Где-то сбоку за спиной у нас зашелестели кусты. Я оглянулся. Оттуда с черной хозяйственной сумкой в руках вышла еще совсем не старая женщина и пошла вдоль зарослей акации, пристально вглядываясь в кусты. Что-то показалось мне знакомым в ней, но ощущение это мелькнуло, как смутное воспоминание, и исчезло. Володя тоже поглядел вслед женщине, затем повернулся ко мне:

— Ты узнал ее?

— Нет. Да и как я мог узнать?

— Мог… Это же Гелька.

— Питерова Гелька?..

— Она.

— И что она здесь… делает?

— Собирает бутылки. Сюда, бывает, приходят семьями на весь день, с детьми, с едой. И часто, чтобы не тащить домой, оставляют бутылки под кустами. Вот она и ходит, собирает их.

Это уже было слишком. Гелька… Гелька собирает в городском парке брошенную посуду. Вспомнился Василь — не по летам молодой, красивый, шахтерская пенсия, агент по страхованию. Припомнились его слова: «Хочешь, могу застраховать твою жизнь».

— Слушай, Володя, а он, Василь, знает, что она ходит вот так?..

— Знает. И хорошо знает…

— Он что, не дает ей денег?..

— Видимо, не дает: он очень скупой. И все как-то раскололось у них, пошло в распыл… Она иногда заходит к нам, к матери. Все Липницу вспоминает… — Володя сказал это задумчиво, растягивая слова.

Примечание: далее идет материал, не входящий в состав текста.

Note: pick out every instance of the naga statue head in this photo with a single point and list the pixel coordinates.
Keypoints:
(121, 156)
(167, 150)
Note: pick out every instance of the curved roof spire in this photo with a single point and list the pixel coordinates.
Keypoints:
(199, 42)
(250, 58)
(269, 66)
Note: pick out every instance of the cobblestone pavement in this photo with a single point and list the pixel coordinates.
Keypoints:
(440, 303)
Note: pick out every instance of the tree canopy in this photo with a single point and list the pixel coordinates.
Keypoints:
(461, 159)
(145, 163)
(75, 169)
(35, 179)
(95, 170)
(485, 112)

Я не стал больше ничего спрашивать у него, хотя мне очень многое хотелось знать.

…И был еще один день цветущей весны. Это уже было после того, как умер отец.

Приехал я домой, подхожу к двору, думаю, как в дом зайду. Хотя мы и просили двоюродную сестру Соню присматривать за хатой, — она жила через улицу, — но просьба просьбой, а у нее свои заботы, хозяйство…

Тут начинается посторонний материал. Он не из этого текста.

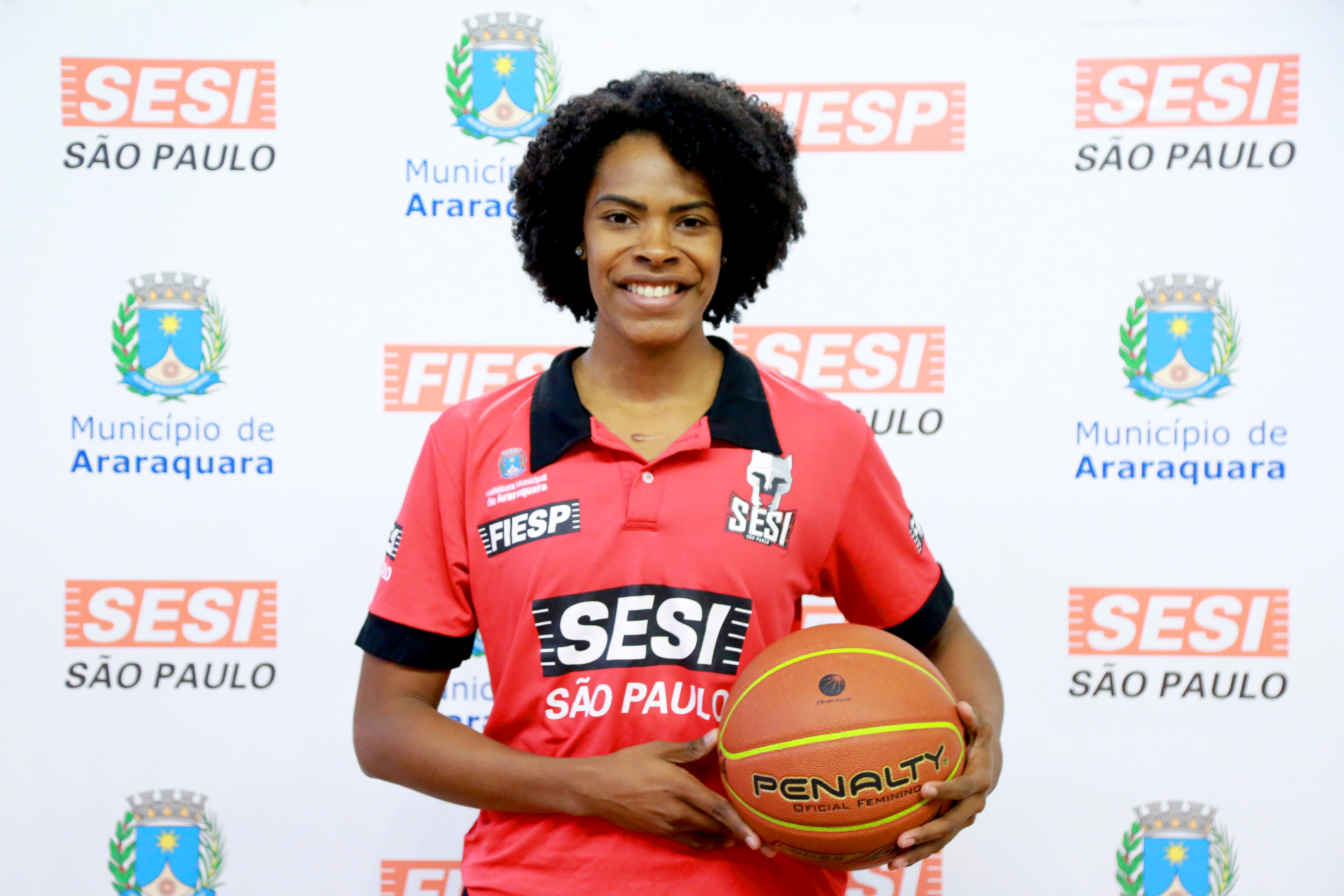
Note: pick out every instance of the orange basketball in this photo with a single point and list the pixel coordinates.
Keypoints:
(828, 737)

Захожу во двор, гляжу, а из трубы тихонько дым вьется. Оказалось, брат приехал и затопил печь, чтобы обогреть хату. Тем более что дров далеко искать не надо было: отец запас их года на три. Обогрели мы хату, переночевали, а назавтра утром решили пройти в лес — туда, на Борки. В болото лезть было еще рано, хотя мелиорационные канавы и сделали его более доступным. Шли берегом леса, перелезая через сдвинутые тракторами в кучи изжеванные кусты и молодые деревца.

Было начало мая, стояла теплынь, светло-зеленые, острые, как иглы, стрелки травы смело и легко прошивали прошлогоднюю бескровную листву и настырно тянулись вверх. Над кочками стлался бледно-зеленый волглый дымок. В воздухе стоял смоляной запах еще зажатой в почках, но готовой вырваться на волю листвы молодых тополей и осин.

Мы то углублялись в заросли, обходя желтоватые, словно заплесневелые лужи еще не впитанной землей воды, то забирались в лозняк, то входили в молодой, сырой ельник. Плутали так довольно долго, пока не выбрались на более светлое место.

Это была чья-то усадьба, чей-то сад. Хотя березняк и осинник, цепко переплетенные лозняком, обступили все вокруг, место это выделялось правильностью линий когда-то посаженных деревьев. Сливы шли по периметру сада, они давно одичали, обросли побегами, их трудно было отличить от лозняка. Внутри этого четырехугольника ровными рядами стояли яблони. Было видно, что люди давно оставили этот надел когда-то отвоеванной у леса, возделанной земли. На местах, где когда-то стояли строения, сплошным бледно-зеленым массивом росла крапива.

Но поразило не это. Поразил цветущий сад. Соцветья так густо облепили ветви, что самих ветвей не было видно. Одни пуки цветов — крупных, разлапистых.

Подошли ближе, и тут я остановился как вкопанный. Глядел на стволы яблонь и ничего не мог понять. Стволы были не круглые, а квадратные! Кора, как и должна быть на яблонях, только в одних местах темно-бурая, а в других — светлая, мягко-шоколадная, и эти цветы тянулись от кроны до земли, словно кто-то провел кистью по стволу сверху вниз: раз — одним цветом, раз — другим. Но стволы были квадратными, как столбики на веранде дачного домика.